The financial markets are in tatters, consumer spending is anemic and the recession continues to deepen, but corporate America is keeping its eyes on the prize: crushing organized labor. The Center for Union Facts, a business front group, has taken out full-page ads in newspapers linking SEIU president Andy Stern to the Rod Blagojevich scandal. The Chamber of Commerce is capitalizing on the debate over the Big Three bailout to claim that "unions drove the auto companies off the cliff," while minority leader Mitch McConnell and other Republican senators insist on steep wage cuts. A December 10 Republican strategy memo revealed their central obsession: "Republicans should stand firm and take their first shot against organized labor," the memo read. "This is a precursor to card check"--a clear reference to the Employee Free Choice Act.
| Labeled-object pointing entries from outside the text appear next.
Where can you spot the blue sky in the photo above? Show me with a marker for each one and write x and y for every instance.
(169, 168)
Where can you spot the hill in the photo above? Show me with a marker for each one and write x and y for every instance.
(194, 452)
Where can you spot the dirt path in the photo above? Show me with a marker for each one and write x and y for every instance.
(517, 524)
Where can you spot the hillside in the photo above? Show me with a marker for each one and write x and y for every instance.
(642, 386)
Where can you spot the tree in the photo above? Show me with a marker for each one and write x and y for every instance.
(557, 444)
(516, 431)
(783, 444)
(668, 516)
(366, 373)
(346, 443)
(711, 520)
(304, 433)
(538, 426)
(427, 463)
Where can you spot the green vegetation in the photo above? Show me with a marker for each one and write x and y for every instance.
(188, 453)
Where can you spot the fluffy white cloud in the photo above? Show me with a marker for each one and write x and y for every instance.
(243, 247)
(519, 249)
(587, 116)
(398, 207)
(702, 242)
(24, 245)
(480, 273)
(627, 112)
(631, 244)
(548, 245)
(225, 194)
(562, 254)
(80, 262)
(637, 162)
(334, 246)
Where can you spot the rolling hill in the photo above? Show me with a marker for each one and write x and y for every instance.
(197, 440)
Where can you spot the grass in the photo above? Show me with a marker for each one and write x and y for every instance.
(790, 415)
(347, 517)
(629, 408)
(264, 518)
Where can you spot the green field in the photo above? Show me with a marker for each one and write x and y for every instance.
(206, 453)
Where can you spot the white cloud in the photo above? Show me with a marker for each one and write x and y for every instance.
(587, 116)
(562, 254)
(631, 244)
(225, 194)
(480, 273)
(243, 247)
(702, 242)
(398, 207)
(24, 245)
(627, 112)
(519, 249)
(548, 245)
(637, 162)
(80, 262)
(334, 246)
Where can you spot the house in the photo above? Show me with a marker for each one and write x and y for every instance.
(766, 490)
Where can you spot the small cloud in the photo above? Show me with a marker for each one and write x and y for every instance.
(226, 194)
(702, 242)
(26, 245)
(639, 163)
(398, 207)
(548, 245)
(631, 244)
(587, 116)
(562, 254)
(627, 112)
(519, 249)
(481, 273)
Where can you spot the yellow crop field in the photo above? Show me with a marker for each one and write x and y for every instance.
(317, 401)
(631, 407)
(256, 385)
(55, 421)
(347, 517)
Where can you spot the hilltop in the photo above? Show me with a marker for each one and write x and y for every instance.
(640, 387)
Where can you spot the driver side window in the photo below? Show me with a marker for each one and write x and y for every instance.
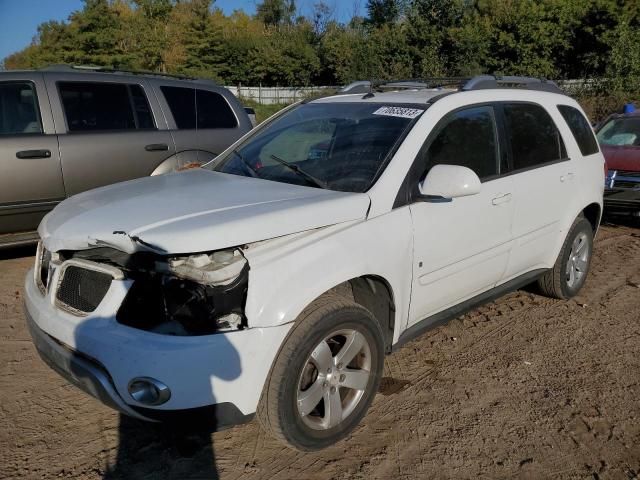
(466, 138)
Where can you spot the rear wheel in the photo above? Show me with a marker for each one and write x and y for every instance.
(325, 375)
(569, 273)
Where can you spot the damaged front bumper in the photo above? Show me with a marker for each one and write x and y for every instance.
(222, 371)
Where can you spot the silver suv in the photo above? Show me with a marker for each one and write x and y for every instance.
(66, 129)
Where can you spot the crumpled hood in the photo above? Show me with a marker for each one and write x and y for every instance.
(193, 211)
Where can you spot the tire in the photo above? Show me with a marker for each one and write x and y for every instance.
(300, 375)
(569, 273)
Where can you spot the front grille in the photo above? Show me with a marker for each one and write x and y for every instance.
(82, 289)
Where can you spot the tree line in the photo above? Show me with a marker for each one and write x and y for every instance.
(395, 39)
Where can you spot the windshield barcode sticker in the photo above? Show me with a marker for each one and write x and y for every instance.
(403, 112)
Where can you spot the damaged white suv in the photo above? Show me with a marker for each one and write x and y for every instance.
(276, 278)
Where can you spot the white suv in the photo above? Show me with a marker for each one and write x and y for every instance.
(276, 279)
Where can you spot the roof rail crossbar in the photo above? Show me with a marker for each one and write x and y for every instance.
(426, 82)
(92, 68)
(483, 82)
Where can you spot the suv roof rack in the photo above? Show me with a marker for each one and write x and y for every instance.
(99, 69)
(479, 82)
(483, 82)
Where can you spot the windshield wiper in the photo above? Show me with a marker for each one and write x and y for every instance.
(252, 171)
(296, 169)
This simple amendment to federal labor law, which would, among other things, allow workers to unionize when a majority sign cards rather than requiring a bruising election, has galvanized the business community in a way even the $700 billion bailout couldn't. "I get the sense that this is more important to them than even taxes or regulation," says the AFL-CIO's director of government affairs, Bill Samuels. "This is about power. And the business community is not going to give up power willingly." Wal-Mart CEO Lee Scott said as much to a meeting with analysts in October. "We like driving the car," he told them, "and we're not going to give the steering wheel to anybody but us."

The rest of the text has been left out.